Bava Kama, chapitre 5, Michna 6, traite du cas d'un puits appartenant à deux associés - un puits en copropriété. La règle de base est que les associés en sont conjointement responsables, et ils doivent se partager le paiement des dommages. Il n'y a aucune différence si le puits se trouve dans le domaine public - par exemple, s'ils l'ont creusé ensemble jusqu'à une profondeur de dix tefachim - ou dans le domaine privé, par exemple s'ils possédaient un champ contenant un puits, et qu'ils ont déclaré ensemble la zone environnante hefker (sans maître). Dans tous ces cas, la responsabilité incombe aux deux.

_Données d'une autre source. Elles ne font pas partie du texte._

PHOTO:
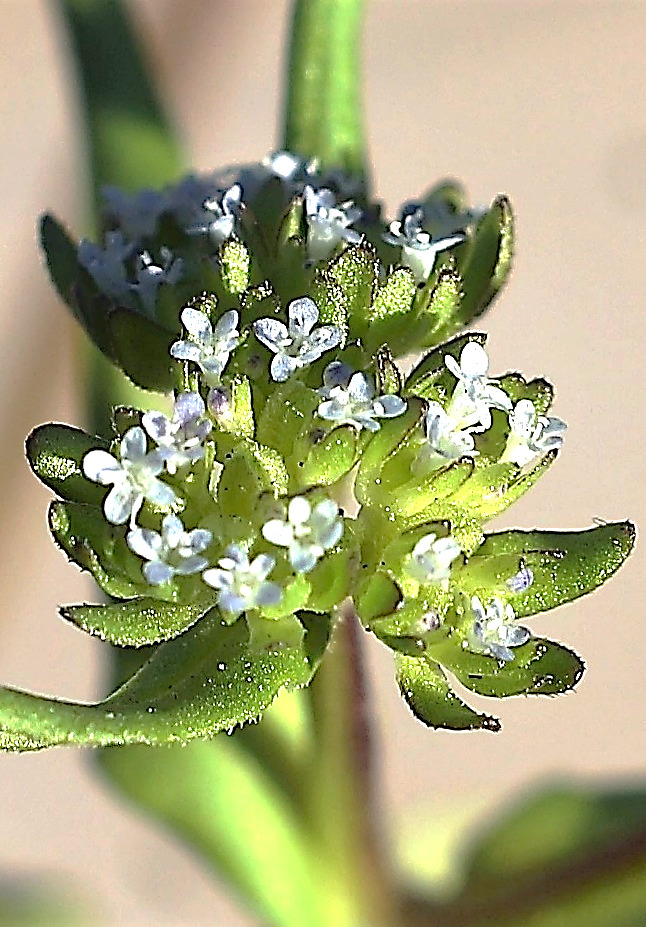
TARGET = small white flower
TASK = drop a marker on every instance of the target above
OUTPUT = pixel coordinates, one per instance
(494, 630)
(299, 343)
(106, 265)
(208, 347)
(242, 584)
(288, 166)
(219, 214)
(328, 223)
(445, 219)
(431, 559)
(445, 440)
(173, 552)
(522, 580)
(150, 276)
(308, 532)
(531, 434)
(350, 399)
(133, 477)
(179, 438)
(136, 213)
(419, 250)
(475, 394)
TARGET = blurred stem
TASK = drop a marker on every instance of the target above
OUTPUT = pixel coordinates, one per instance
(130, 145)
(323, 113)
(356, 881)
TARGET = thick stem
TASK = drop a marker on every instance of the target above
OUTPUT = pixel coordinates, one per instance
(356, 881)
(323, 112)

Les situations dans lesquelles un seul des associés est responsable :
Avar hadoleh harichon velo kissaou - le premier a terminé de puiser l'eau du puits, et comme l'explique la Guemara, il a remis à son associé le couvercle ou le seau en lui disant : j'ai terminé, il t'est remis et il est à ta disposition pour l'utiliser. Par là, il a fait du second le gardien du puits, et la responsabilité lui a été totalement transférée. Par conséquent, hacheni velo kissaou, hacheni hayav - si le second n'a pas couvert le puits correctement après l'avoir utilisé et qu'un dommage survient, il est le seul responsable, et non le premier.

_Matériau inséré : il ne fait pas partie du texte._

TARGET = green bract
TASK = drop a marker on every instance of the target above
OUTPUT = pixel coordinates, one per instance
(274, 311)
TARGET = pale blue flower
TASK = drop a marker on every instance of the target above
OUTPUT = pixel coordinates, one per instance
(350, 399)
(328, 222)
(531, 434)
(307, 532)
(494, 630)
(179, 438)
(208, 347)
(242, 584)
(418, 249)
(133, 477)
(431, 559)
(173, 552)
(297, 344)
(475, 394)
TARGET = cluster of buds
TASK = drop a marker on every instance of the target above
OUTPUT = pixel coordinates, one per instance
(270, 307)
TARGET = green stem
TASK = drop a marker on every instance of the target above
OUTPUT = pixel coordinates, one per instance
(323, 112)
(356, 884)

Kissaou harichon ouva hacheni oumetsaou megouleh velo kissaou, hacheni hayav - le premier a couvert le puits correctement et selon la loi, mais avec le temps le couvercle a été rongé par les vers ou endommagé, rendant le puits dangereux. Le second l'a trouvé découvert ou mal couvert et ne l'a pas couvert - seul lui est responsable, car le premier est oness (contraint par un cas de force majeure) et ignorait tout du problème. Si le second l'avait prévenu que le couvercle avait pourri et nécessitait réparation, et que le premier avait eu le temps d'arriver - il aurait également été responsable. Mais n'étant pas au courant ou n'ayant pas eu le temps d'arriver à temps, il est patour (exempté), et la responsabilité repose entièrement sur le second.
Kissaou karaouy :
L'intention du terme "karaouy" (correctement) est un couvercle dont on peut attendre qu'il reste en place pour une durée illimitée, en fonction des conditions de passage habituelles de l'endroit. Cela ne signifie pas que jamais, même dans un avenir lointain, le puits ne sera découvert ; mais plutôt que le verset traitant de la couverture du puits n'oblige pas à le sceller en le remplissant de nouveau avec de la terre, et il est permis de le laisser comme un trou dans le sol à condition de le couvrir correctement. Par conséquent, celui qui l'a couvert de manière à ce que le couvercle résiste aux conditions de passage normales, venafal letokho chor o hamour vamet, patour - si un taureau ou un âne y tombe et meurt, il est exempté, car il a accompli ce qui lui incombait et il est oness (contraint par une force majeure).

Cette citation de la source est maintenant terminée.